Five unions agree redundancy terms for civil service

Five unions agree redundancy terms for civil service

Staff working for government departments and non-departmental public bodies have reached agreement on a new redundancy compensation scheme with the Cabinet Office.



Outline agreement on the Civil Service Compensation Scheme comes after 18 months of negotiations by five unions, first with the previous Labour government and then with the coalition, on reforms to the scheme.

The new arrangements change the terms of the CSCS to bring them into line with the rest of the public sector, generating more than £1 billion of savings and giving special protection to the low paid.

Dai Hudd, Prospect deputy general secretary said: “This deal became necessary when the government made it clear they would move primary legislation to change the existing terms without our agreement. It represents the best that could be achieved in negotiations and puts the scheme on a par with the rest of the public sector. It meets the needs of our members to have decent redundancy terms and is affordable to government and the taxpayer, important in the current economic climate.”

The five unions recommending the deal to members are Prospect, the professionals’ union; FDA (senior staff); POA (prison staff); GMB and Unite (industrial staff). They represent 180,000 employees in departments, agencies and other public bodies. PCS, the largest civil service union, was invited to join the negotiations but is not a party to the agreement.

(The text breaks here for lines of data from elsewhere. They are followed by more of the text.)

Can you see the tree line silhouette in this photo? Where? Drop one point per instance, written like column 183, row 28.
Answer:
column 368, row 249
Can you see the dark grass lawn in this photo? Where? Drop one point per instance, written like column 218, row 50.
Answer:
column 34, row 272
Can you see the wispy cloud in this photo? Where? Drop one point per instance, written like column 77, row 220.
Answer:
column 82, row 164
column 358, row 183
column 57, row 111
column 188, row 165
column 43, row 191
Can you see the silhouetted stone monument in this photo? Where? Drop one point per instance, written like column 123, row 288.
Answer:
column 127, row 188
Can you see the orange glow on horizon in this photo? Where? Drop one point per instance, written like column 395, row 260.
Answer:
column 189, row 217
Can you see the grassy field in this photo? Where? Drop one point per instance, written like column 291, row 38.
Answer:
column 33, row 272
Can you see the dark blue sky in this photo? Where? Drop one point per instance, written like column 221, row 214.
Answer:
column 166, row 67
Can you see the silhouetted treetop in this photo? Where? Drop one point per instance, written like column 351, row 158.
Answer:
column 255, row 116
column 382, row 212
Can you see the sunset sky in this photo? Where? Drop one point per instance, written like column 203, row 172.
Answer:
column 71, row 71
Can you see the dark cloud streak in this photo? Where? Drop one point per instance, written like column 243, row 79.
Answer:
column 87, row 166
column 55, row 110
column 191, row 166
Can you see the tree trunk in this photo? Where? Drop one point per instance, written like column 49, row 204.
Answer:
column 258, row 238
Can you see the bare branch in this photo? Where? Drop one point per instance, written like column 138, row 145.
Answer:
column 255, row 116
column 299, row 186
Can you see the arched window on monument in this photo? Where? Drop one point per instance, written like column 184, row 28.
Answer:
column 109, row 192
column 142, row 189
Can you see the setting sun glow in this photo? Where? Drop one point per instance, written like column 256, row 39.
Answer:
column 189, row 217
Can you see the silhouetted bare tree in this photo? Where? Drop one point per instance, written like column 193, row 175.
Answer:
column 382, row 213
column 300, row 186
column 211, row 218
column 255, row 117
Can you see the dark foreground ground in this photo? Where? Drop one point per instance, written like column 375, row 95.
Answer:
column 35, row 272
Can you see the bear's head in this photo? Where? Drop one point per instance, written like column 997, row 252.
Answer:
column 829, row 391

The terms of the agreement will be included in the Superannuation Bill now before parliament in time for its third reading in the Commons on 13 October. The Bill will be amended so as to drop the government’s plan to cap the maximum compensation paid to civil servants at 12 months’ pay for compulsory redundancy and 15 months for voluntary redundancy.

The reforms contained in the new agreement would:

  • provide a ceiling of 21 months’ pay plus 3 months’ notice for voluntary redundancy. For compulsory redundancy the cap would stay at 12 months
  • treat all those earning less than £23,000 as if they earned £23,000 for the purpose of calculating redundancy payments
  • protect those aged over 50 by giving them access to an unreduced pension
  • taper protection for reserved rights.
In May, PCS secured a High Court judgement that the government required the agreement of all the civil service unions to change the terms of the CSCS. As a consequence, the agreement with the previous government reached in February by the same five unions was quashed. A clause removing the need to secure the consent of unions to changes to the CSCS will now also be included in the Superannuation Bill.

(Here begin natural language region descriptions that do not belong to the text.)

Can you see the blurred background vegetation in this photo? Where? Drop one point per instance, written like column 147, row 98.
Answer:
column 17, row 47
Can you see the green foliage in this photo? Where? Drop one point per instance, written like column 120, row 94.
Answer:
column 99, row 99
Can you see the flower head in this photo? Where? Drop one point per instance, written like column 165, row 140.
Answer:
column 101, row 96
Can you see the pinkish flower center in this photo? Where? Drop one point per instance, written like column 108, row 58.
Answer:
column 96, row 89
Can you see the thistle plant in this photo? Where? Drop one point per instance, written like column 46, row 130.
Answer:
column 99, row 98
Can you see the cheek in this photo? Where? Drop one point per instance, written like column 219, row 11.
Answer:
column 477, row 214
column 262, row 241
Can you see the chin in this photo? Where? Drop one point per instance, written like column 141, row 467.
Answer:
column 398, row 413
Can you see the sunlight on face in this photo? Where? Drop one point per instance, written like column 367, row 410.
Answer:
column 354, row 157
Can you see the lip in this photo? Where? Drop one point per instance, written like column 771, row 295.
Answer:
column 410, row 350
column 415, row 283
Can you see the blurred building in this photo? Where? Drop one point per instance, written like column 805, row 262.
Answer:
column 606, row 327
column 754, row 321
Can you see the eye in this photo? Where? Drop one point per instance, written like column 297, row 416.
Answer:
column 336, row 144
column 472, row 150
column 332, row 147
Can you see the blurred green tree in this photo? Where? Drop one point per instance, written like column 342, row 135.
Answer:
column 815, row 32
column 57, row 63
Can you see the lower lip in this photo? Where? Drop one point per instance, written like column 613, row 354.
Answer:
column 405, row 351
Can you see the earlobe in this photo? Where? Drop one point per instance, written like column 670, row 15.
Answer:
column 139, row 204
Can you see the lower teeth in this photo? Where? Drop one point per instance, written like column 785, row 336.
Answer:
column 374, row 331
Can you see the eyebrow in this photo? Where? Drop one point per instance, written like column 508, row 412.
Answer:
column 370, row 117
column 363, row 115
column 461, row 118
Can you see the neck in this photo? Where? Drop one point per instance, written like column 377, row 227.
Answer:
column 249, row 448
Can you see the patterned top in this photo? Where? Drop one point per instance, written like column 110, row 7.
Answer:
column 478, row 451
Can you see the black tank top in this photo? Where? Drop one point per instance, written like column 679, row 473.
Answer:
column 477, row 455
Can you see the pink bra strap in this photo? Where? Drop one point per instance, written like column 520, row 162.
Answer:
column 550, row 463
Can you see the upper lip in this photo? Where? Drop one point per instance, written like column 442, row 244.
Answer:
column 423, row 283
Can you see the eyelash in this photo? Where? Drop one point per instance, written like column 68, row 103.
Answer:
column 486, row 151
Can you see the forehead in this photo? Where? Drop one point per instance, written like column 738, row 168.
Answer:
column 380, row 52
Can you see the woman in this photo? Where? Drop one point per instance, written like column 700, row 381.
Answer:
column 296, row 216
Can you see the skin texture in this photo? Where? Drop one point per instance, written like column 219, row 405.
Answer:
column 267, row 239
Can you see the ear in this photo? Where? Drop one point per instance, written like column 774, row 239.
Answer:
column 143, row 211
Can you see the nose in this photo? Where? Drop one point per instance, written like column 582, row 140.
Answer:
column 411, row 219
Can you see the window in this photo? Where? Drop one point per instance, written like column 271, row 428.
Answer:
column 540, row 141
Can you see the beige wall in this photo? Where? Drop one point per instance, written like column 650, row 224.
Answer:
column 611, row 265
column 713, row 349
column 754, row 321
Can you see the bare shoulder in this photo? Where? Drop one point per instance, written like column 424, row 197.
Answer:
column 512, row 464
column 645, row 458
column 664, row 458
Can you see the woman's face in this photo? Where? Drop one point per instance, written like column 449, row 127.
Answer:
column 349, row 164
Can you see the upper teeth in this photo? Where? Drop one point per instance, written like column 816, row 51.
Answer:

In the House of Commons on 9 September, during the debate on the second reading of the Superannuation Bill, the Minister for the Cabinet Office, Francis Maude, admitted that the government was using the Bill as a “blunt instrument” to persuade the unions to accept changes to the scheme.

He also conceded that had the judicial challenge brought by the PCS union not succeeded, there would have been “a pressing case” to allow the terms of the February agreement to remain in force.

The five unions will now ballot members on the new agreement by the end of October, with a recommendation that these are the best terms that can be achieved by negotiation.